What are the Amazon leadership principles?

Nearly every business or organization has a set of rules or principles they abide by. Similarly, Amazon, the largest e-commerce company, has 14 rules called “Leadership Principles.”

Here are Amazon’s infamous 14 Leadership Principles:

Customer obsession

Leaders start with the customer and work backward. They work vigorously to earn and keep customer trust. Although leaders pay attention to their competitors, they obsess over their customers.

Ownership

Leaders are owners. They think long-term and don’t sacrifice long-term value for short-term results.
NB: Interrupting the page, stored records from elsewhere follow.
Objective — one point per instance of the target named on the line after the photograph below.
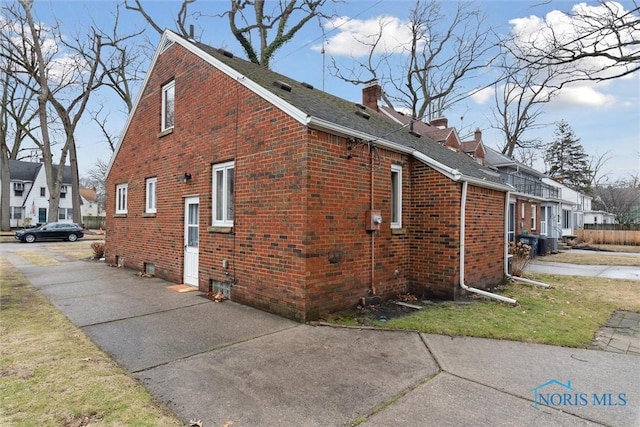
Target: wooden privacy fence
(609, 237)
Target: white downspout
(463, 208)
(506, 249)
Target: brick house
(233, 177)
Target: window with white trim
(566, 218)
(168, 105)
(223, 190)
(150, 199)
(121, 198)
(65, 213)
(534, 218)
(396, 196)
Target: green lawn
(568, 314)
(51, 374)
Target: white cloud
(483, 95)
(536, 34)
(583, 96)
(355, 37)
They act on behalf of the entire company, and they never say, “that’s not my job.”

Invent and simplify

Leaders expect and require innovation and invention from their teams and always find ways to simplify. They are externally aware, look for new ideas from everywhere, and are not limited by “not invented here.” As they do new things, they accept that they may be misunderstood for long periods of time.

Are right, a lot

Leaders are right, a lot. They have strong judgment and good instincts. They seek diverse perspectives and work to disconfirm their beliefs.

Learn and be curious

Leaders are never done learning and always seek to improve themselves. They are curious about new possibilities and act to explore them.

Hire and develop the best

Leaders raise the performance bar with every hire and promotion. They recognize exceptional talent and willingly move them throughout the organization. Leaders develop leaders and take their role of coaching others seriously. They work on behalf of people to invent mechanisms for development like Career Choice.
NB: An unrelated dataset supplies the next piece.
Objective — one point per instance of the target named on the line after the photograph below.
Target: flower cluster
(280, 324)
Insist on the highest standards

Leaders have relentlessly high standards — many people may think these standards are unreasonably high. Leaders are continually raising the bar and driving their teams to deliver high-quality products, services, and processes. Leaders ensure that defects do not get sent down the line and that problems are fixed in such a way that they stay fixed.

Think big

Thinking small is a self-fulfilling prophecy. Leaders create and communicate bold directions that inspire results. They think differently and look around corners for new ways to serve customers.

Bias for action

Speed matters in business. Many decisions and actions are reversible and do not need extensive study – calculated risk-taking is valued.

Frugality

Accomplish more with less. Constraints breed resourcefulness, self-sufficiency, and invention. There are no extra points for growing headcount, budget size, or fixed expense.

Earn trust

Leaders listen attentively, speak candidly, and treat others respectfully. They are vocally self-critical, even when doing so is awkward or embarrassing. They benchmark themselves and their teams against the best.

Dive deep

Leaders operate at all-levels, stay connected to the details, audit frequently, and are skeptical when metrics and anecdotes differ. No task is beneath them.

Have backbone; disagree and commit

Leaders are obligated to respectfully challenge decisions when they disagree, even when it is uncomfortable or exhausting. Leaders have conviction and are tenacious. They do not compromise for the sake of social cohesion. Once a decision is determined, they commit wholly.

Deliver results

Leaders focus on the key inputs for their business and deliver them with the right quality and in a timely fashion. Despite setbacks, they rise to the occasion and never settle.